A couple of months ago, a good friend of mine, who once worked in Benin as a Forestry expert for the Peace Corps, introduced me to the music of Angélique Kidjo, a Grammy Award–winning Beninese singer-songwriter and activist, noted for her diverse musical influences and creative music videos.
Time Magazine has called Kidjo “Africa’s premier diva” and the BBC has included her in its list of the African continent’s 50 most iconic figures. Kidjo’s musical influences include the Afropop, Caribbean zouk, Congolese rumba, jazz, gospel, and Latin styles; as well as her childhood idols Bella Bellow, James Brown, Aretha Franklin, Jimi Hendrix, Miriam Makeba and Carlos Santana.
Kidjo studied music at the CIM, a reputable jazz school in Paris where she met and married musician and producer Jean Hebrail, with whom she has composed most of her music.

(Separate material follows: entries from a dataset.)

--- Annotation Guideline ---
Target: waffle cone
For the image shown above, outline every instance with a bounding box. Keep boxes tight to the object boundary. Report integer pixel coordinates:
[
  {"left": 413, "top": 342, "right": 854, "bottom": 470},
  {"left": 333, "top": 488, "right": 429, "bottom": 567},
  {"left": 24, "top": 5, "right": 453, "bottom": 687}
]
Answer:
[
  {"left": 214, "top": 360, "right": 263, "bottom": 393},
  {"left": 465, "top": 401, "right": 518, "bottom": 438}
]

She started out as a backup singer in local bands. In 1985, she became the frontsinger of the known Euro-African jazz/rock band Jasper van’t Hof’s Pili Pili. By the end of the 1980s, she had become one of the most popular live performers in Paris and recorded a solo album called Parakou for the Open Jazz Label. She was then discovered in Paris by Island Records founder Chris Blackwell, who signed her in 1991. She recorded four albums for Island until Chris Blackwell’s departure from the label. In 2000 she was signed in New York by Columbia Records.
Below is a video my friend sent me, since he knows I have been fascinated for years with goddess of the sea, Iemanjá.
Kidjo is fluent in Fon, French, Yorùbá and English, and sings in all four languages; she also has her own personal language, which includes words that serve as song titles such as “Batonga”. “Malaika” is a song sung in the Swahili language. Kidjo often utilizes Benin’s traditional Zilin vocal technique and jazz vocalese. She now resides in New York City, New York, United States.
Kidjo has been a UNICEF Goodwill Ambassador since 2002 and she founded the Batonga Foundation, which gives girls a secondary school and higher education so that they can take the lead in changing Africa. The foundation is doing this by granting scholarships, building secondary schools, increasing enrollment, improving teaching standards, providing school supplies, supporting mentor programs, exploring alternative education models and advocating for community awareness of the value of education for girls.
Benin (West Africa), is bordered by Togo to the west, Nigeria to the east and Burkina Faso and Niger to the north. The capital of Benin is Porto-Novo, though the seat of government is in Cotonou, the country’s largest city. Benin covers an area of approximately 42,000 square miles, with a population of approximately 9 million. Benin is a tropical, sub-Saharan nation, highly dependent on agriculture, with substantial employment and income arising from subsistence farming.The official language of Benin is French, however, indigenous languages such as Fon and Yoruba are commonly spoken. The largest religious group in Benin is Roman Catholicism, followed closely by Islam, Vodun and Protestantism.